Джейми и ее Барбара были так бедны, что почти голодали, до того бедны, что простая еда была для них манной небесной. Стивен часто стыдилась своего богатства и, как и Мэри, всегда старалась их подкормить. Так как сейчас она была свободна, Стивен настаивала на том, чтобы регулярно приглашать их на ужин, и заказывала дорогие кушанья — медно-зеленые устрицы прямо из Марены, икру и другие дорогие вещи, а за ними следовали еще более пышные блюда — и, поскольку большинство дней в неделю они постились, их желудки нередко бунтовали и огорчали их. Двух бокалов вина Джейми хватало, чтобы раскраснеться, ведь она никогда не обладала крепкой головой, привычной к этому золотому нектару. Обычно она пила creme-de-menthe[95]

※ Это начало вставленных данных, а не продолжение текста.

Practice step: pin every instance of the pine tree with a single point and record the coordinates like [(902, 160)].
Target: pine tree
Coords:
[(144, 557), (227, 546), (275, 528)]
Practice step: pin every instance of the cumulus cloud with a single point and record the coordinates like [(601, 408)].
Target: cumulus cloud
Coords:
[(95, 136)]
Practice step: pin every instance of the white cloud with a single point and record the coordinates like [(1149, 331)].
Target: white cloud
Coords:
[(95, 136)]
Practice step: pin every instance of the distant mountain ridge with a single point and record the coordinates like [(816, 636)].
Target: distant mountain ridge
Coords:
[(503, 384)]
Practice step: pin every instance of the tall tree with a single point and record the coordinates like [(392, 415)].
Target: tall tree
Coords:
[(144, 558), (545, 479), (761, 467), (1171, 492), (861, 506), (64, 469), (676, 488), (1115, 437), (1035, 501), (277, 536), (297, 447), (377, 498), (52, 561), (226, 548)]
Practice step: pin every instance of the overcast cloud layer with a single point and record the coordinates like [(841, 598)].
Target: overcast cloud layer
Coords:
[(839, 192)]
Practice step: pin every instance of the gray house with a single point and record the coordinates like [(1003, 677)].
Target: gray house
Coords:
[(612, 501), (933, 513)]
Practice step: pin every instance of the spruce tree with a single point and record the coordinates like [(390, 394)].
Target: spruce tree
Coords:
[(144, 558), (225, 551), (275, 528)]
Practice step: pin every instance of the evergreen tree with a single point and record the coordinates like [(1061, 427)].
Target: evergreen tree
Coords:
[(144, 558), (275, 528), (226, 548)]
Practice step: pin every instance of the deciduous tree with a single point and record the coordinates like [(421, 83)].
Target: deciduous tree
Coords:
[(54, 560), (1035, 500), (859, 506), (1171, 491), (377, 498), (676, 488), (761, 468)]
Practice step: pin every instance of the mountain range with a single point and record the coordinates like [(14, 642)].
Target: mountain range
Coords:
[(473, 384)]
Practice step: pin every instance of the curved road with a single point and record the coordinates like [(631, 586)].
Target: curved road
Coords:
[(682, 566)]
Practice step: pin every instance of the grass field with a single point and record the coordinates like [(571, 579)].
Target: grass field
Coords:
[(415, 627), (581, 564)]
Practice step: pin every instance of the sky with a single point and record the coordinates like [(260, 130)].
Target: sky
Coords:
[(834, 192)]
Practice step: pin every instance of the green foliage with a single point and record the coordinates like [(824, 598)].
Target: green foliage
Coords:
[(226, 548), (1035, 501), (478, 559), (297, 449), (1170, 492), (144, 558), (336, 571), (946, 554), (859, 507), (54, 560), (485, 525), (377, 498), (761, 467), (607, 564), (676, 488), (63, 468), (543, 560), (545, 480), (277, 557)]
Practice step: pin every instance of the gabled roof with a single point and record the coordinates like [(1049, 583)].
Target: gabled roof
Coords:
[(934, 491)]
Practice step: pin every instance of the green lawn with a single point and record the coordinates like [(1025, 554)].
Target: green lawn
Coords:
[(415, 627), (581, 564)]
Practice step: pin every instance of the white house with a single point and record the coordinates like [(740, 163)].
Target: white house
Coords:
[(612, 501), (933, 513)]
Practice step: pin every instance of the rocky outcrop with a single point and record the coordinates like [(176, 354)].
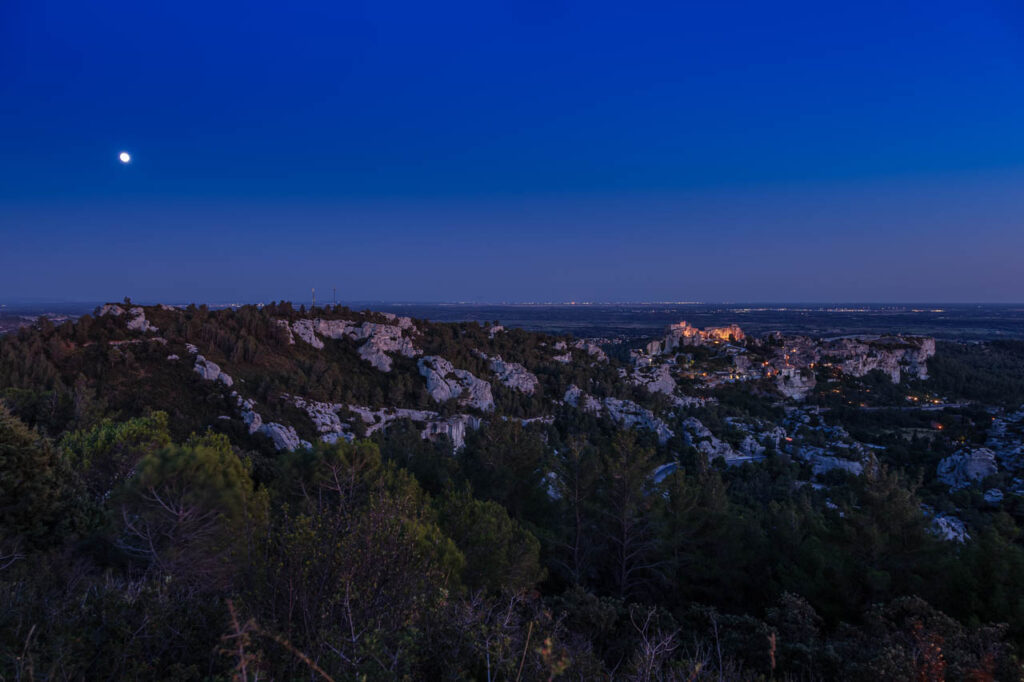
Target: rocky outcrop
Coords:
[(304, 330), (379, 340), (966, 467), (513, 375), (288, 331), (576, 397), (993, 496), (284, 437), (624, 413), (629, 414), (444, 382), (699, 436), (592, 349), (684, 334), (454, 427), (794, 383), (947, 526), (821, 464), (894, 355), (323, 415), (135, 315), (250, 417), (211, 371), (656, 380)]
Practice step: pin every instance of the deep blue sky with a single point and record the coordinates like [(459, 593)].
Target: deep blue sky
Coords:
[(513, 151)]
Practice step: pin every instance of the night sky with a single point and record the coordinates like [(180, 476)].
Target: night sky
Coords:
[(517, 151)]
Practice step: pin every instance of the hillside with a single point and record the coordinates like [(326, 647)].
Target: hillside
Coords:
[(336, 493)]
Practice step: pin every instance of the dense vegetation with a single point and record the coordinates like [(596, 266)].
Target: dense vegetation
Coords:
[(142, 538)]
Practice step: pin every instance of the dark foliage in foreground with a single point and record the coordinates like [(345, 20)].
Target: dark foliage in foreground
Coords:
[(138, 543)]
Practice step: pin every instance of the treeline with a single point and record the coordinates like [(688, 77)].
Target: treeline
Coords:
[(127, 555)]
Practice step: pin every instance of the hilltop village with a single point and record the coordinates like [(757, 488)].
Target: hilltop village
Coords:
[(731, 480)]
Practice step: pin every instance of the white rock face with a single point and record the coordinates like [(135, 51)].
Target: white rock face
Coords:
[(949, 528), (628, 413), (576, 397), (822, 464), (655, 380), (684, 334), (379, 340), (894, 355), (699, 436), (453, 427), (211, 371), (136, 316), (513, 375), (433, 427), (966, 467), (592, 349), (284, 437), (794, 383), (444, 382), (288, 331), (625, 413), (138, 323), (324, 415)]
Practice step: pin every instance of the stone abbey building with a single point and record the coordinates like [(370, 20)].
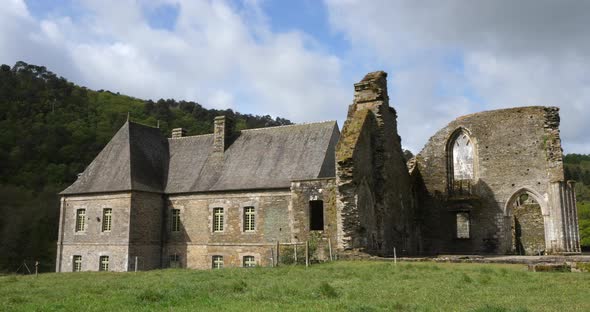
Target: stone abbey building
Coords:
[(488, 183)]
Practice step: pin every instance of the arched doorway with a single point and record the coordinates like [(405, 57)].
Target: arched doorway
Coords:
[(528, 225)]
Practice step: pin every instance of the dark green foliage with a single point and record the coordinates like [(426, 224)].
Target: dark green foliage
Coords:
[(51, 129)]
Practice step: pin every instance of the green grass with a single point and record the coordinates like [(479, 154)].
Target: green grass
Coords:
[(338, 286)]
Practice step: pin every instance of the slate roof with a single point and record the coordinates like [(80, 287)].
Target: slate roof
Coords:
[(136, 158), (140, 158)]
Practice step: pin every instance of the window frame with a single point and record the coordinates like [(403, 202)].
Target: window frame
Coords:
[(218, 225), (467, 216), (249, 261), (76, 263), (80, 224), (217, 262), (175, 220), (103, 263), (249, 219), (107, 219)]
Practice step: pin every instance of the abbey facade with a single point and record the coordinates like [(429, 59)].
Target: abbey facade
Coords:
[(488, 183)]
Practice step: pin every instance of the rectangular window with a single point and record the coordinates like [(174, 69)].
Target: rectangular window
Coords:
[(77, 264), (107, 217), (104, 263), (316, 215), (174, 261), (249, 261), (217, 219), (249, 219), (80, 220), (175, 220), (217, 262), (463, 225)]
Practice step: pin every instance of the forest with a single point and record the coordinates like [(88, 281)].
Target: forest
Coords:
[(51, 129)]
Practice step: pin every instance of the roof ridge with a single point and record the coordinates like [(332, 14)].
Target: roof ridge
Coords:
[(293, 125), (191, 136)]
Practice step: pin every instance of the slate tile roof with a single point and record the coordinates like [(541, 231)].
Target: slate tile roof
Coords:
[(139, 158)]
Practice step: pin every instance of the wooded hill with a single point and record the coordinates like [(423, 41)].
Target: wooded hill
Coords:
[(50, 130)]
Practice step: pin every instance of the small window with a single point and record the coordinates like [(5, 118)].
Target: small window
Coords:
[(175, 220), (217, 262), (249, 261), (77, 264), (217, 219), (249, 219), (80, 220), (104, 263), (316, 215), (107, 217), (463, 225), (174, 261)]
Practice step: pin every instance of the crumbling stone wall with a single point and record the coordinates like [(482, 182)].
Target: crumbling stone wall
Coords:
[(375, 203), (515, 150)]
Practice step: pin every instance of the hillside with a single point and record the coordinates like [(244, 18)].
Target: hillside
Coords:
[(51, 129)]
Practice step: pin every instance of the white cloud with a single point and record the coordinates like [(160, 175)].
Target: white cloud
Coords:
[(221, 55), (480, 54)]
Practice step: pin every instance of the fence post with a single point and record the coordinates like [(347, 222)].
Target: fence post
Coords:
[(306, 253), (278, 251), (272, 258)]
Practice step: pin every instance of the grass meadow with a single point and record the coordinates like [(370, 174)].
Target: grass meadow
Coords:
[(337, 286)]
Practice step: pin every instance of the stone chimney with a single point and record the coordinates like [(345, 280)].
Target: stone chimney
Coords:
[(371, 91), (222, 132), (178, 133)]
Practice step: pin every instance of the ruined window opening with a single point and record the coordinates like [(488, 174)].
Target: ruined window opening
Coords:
[(316, 215), (104, 263), (249, 219), (77, 263), (463, 225), (175, 220), (107, 216), (217, 219), (174, 261), (217, 262), (80, 220), (249, 261), (461, 163)]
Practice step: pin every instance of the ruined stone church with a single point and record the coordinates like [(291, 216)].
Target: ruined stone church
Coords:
[(488, 183)]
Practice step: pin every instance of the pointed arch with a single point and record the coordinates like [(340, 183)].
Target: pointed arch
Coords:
[(461, 152)]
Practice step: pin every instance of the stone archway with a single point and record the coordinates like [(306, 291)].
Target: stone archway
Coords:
[(528, 224)]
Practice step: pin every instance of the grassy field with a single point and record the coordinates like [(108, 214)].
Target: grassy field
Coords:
[(337, 286)]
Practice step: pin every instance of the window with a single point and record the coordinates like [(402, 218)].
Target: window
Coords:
[(249, 219), (80, 220), (249, 261), (174, 261), (217, 262), (77, 264), (316, 215), (175, 220), (107, 215), (104, 263), (217, 219), (463, 225)]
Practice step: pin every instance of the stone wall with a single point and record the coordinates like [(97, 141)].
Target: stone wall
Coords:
[(375, 202), (515, 150), (196, 242), (92, 242)]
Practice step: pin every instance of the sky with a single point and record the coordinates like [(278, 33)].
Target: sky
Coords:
[(299, 59)]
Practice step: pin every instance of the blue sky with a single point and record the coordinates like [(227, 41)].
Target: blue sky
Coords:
[(300, 59)]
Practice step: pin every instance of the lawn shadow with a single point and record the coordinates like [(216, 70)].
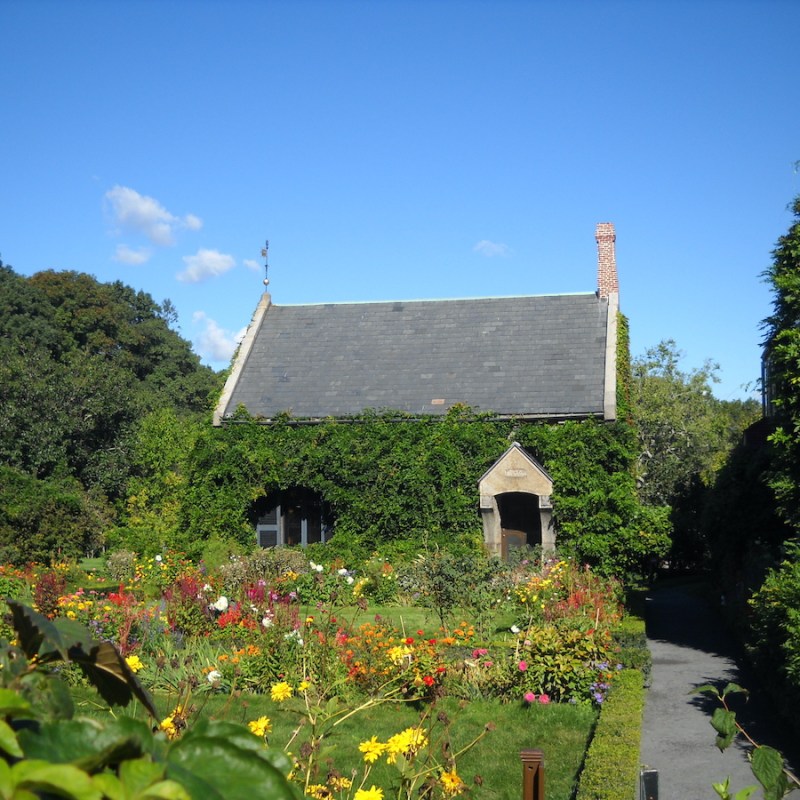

, потому что зимой он прогонял холод и напоминал ей своим сладким мятным вкусом драже из лавки в деревне Бидлс.Им нелегко было помочь, этим двоим, ведь Джейми была гордой и исключительно ранимой. Она никогда не принимала подарков в виде денег или одежды и изо всех сил старалась выплатить долг своему учителю. Даже угощение была для нее оскорблением, если оно не разделялось с тем, кто угощал, и это, хотя было очень похвально, было и безрассудно. Но это было так — нужно было принять ее как есть или покинуть, с Джейми были невозможны компромиссы.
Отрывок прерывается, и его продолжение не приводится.